On Wednesday, Dec. 1, during the third ‘atmospheric river’ to bring high rainfall to the province, the creek was not quite as ferocious as it was on Nov. 14-15, but it was still busy working away to bring more of Coal Creek Rd downstream.
Chad Hughes of the Elk River Alliance (ERA), said that Coal Creeks propensity for carrying silt from up the valley came down to land use, of which logging was a part, but not completely to blame.
“If you wanted to boil it down to one factor, it would be that there’s a lot of roads that run right next to watercourse, and roads don’t have trees.
“Without tree roots holding the ground together, the minute water hits it, it gets ripped out and away. What we’re seeing with Coal Creek is mostly roads, roadbeds and stream banks being eroded out.”
Not to mention the historical uses of the area, today the Coal Creek watershed remains a heavily used area for recreation and industry, making the roads numerous and well-travelled.
“That means that all the cleared areas (such as roads and staging areas) are staying cleared,” said Hughes.
What separated parts of the riverbank that held up from parts that were gone was vegetation.
“Vegetated areas don’t erode nearly as fast as cleared areas . Upstream and downstream of the Montane Bridge there’s areas that have been absolutely pounded by the river – and they’re not moving or eroding at all because they’ve got huge cottonwoods there that are holding it all together.
‘The minute you get an area with water flowing over it that doesn’t have cottonwoods or vegetation – that’s just going to fly away, and that’s what we’re seeing.”
Multiple parts of Coal Creek Rd right next to the creek have been completely undermined, with the road washed down the valley and deposited at the mouth of the creek where it joins with the Elk River.
Hughes said the so much erosion wouldn’t happen if there was a healthy buffer of trees between the creek – which runs fast and through rocky terrain – and cleared areas like roads.
The solution was pretty simple: Plant trees along the river bank. There were plenty of benefits for everyone, in that the roads wouldn’t be so vulnerable, landowners wouldn’t lose property, and the creeks health would improve.
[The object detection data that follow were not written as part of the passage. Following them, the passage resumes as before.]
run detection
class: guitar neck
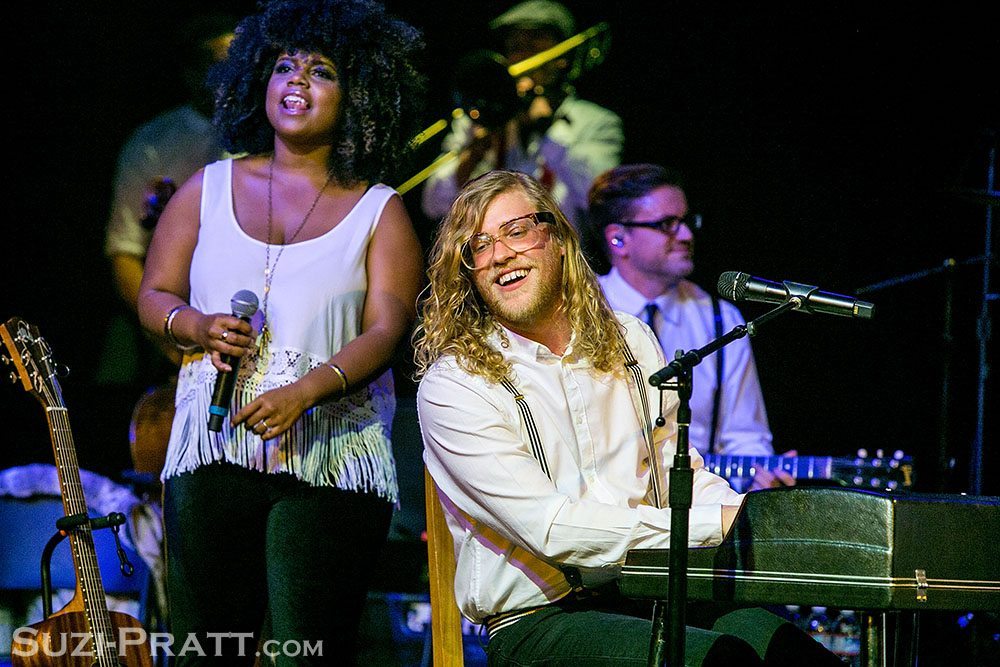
[45,407,118,666]
[704,454,836,479]
[704,450,914,491]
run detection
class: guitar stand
[41,512,135,618]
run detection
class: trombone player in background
[422,0,624,240]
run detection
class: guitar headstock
[834,449,915,491]
[0,317,65,408]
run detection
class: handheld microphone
[208,290,258,433]
[718,271,875,320]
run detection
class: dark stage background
[0,0,1000,512]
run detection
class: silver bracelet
[326,362,347,396]
[163,303,198,351]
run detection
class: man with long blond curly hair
[414,171,839,665]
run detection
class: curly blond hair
[413,170,625,383]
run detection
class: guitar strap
[708,294,726,454]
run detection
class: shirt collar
[603,268,680,324]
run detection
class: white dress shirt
[598,269,774,456]
[417,313,742,622]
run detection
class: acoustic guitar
[0,317,153,667]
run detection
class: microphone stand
[648,296,805,667]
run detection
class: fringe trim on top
[161,350,399,504]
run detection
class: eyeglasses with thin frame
[618,213,701,236]
[462,211,556,270]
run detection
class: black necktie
[643,301,659,337]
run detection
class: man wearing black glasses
[589,164,795,489]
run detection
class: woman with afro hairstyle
[139,0,424,665]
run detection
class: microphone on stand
[208,290,258,433]
[718,271,875,320]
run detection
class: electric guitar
[704,449,914,491]
[0,317,153,667]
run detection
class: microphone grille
[229,290,260,319]
[717,271,750,301]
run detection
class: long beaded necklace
[257,155,333,364]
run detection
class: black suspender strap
[708,294,726,454]
[501,378,552,480]
[500,341,660,507]
[622,340,660,507]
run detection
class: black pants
[164,463,392,666]
[486,596,844,667]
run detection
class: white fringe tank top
[162,159,398,503]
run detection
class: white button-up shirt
[417,313,742,622]
[598,269,774,456]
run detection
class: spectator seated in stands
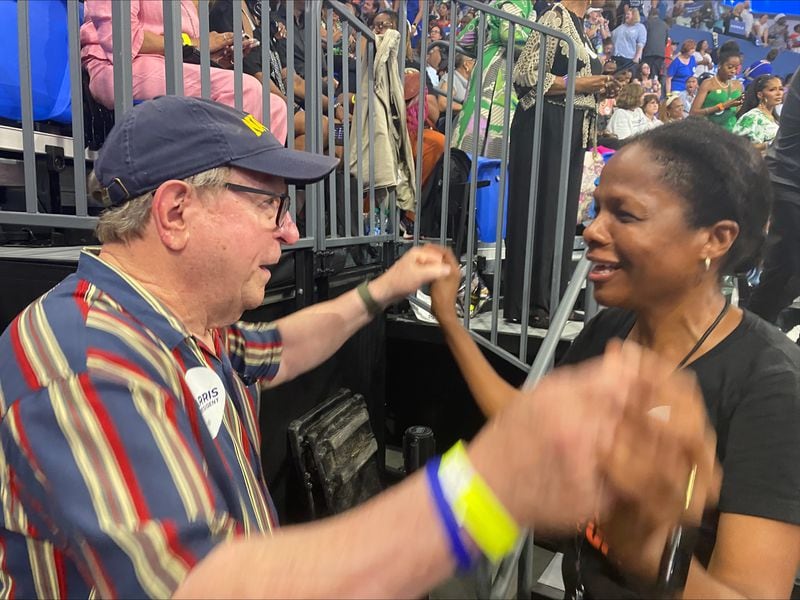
[436,0,450,37]
[358,0,380,25]
[658,92,686,124]
[80,0,287,142]
[400,68,445,237]
[751,14,769,46]
[722,2,747,38]
[612,68,633,87]
[369,9,400,35]
[611,6,647,68]
[768,13,789,50]
[733,75,783,152]
[642,94,663,131]
[209,0,346,149]
[439,49,475,115]
[608,83,650,140]
[425,42,447,88]
[742,48,780,87]
[634,62,661,97]
[692,40,714,77]
[789,23,800,52]
[403,68,445,187]
[680,75,700,117]
[664,40,697,95]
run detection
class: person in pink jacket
[81,0,287,143]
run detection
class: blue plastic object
[0,0,76,123]
[470,156,508,244]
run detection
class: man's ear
[151,179,197,251]
[703,219,739,260]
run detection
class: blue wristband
[425,456,473,571]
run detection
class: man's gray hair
[94,166,230,244]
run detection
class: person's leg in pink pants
[86,54,288,143]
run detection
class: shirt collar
[78,247,191,349]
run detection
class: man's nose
[277,213,300,246]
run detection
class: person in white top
[642,94,663,131]
[740,0,755,38]
[694,40,714,77]
[608,83,649,140]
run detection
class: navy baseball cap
[94,96,338,206]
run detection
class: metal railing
[0,0,396,250]
[412,0,577,370]
[0,0,594,597]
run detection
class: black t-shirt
[766,69,800,204]
[562,308,800,598]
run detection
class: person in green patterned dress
[733,75,783,152]
[689,44,744,131]
[452,0,536,158]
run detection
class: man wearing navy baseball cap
[0,97,713,598]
At the very least, Hughes said that Coal Creek Rd shouldn’t be made the way it was before.
“Don’t put the road back right next to the creek again. That’s what caused the problem. Vegetate what you can around the creek, and put the roads back from the water – preferably a solid buffer of 100m would be ideal. Don’t put roads right next to rivers.”
The City of Fernie and the Regional District of East Kootenay (RDEK) sefcured $30,000 in emergency funding for repairs and technical assessments of the creek in the aftermath of the Nov. 14-15 rainfall. The assessments continue to be carried out.